In a 1997 essay for Time Magazine entitled Sweet Home, Minnesota, Garrison Keillor gets at the bones of the type of fragile community sense-of-self that leads to “big game hunting” when he took the then-governor to task for telling folks there, as he argued for a new stadium, that “without major league sports,” Minneapolis and St. Paul “would be like Des Moines.”
Keillor goes on to explain that “Des Moinesity (or Omahaness) is a bigger issue in Minneapolis than in St. Paul” and then goes on to hilariously describe how some cities are unpretentious while others go what my friend calls “big game hunting.”
He ends the essay by writing “I personally favor building a golden stadium in Minneapolis encrusted with precious gems, but only for our own amusement, not to make us major league, which we’re not and don’t want to be.
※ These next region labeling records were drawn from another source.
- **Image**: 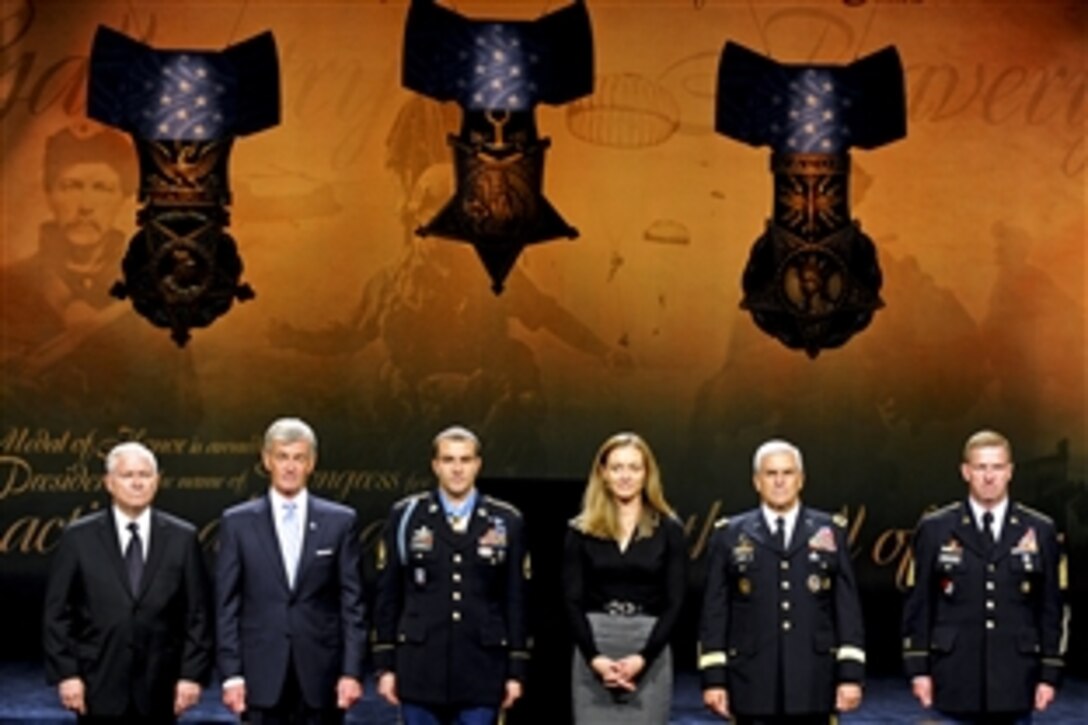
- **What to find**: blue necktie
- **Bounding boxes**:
[982,512,998,551]
[281,501,301,589]
[125,521,144,594]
We’ve seen major league places, and that’s one reason we live here instead.”
I’m saddened about what apparently happened at the Charlotte DMO. They had good research staff and they knew better than to use raw national averages for a local event without calibrating them to local specifics or without netting them out for displacement and leakages, even if it would make that city seem less major league.
But I truly do understand the pressures both from within the community or often from nearby that often fuel such a scenario. “Big game hunting” is addictive and addicts get mean.
While fortunate during my career to always be selected by and serve communities which were averse to “big game hunting” I came close enough to the flame to be singed a time or two.
Whenever something like this happens my reaction is “There but for the grace of God, go I”, to use a phrase coined by English reformer John Bradford in 1555 before he was also burned at the stake in London and whose image is shown in this blog.
And no, for anyone as unfamiliar as I was, the phrase goes back much further than the 1966 adaptation by Simon & Garfunkel in Kathy’s Song.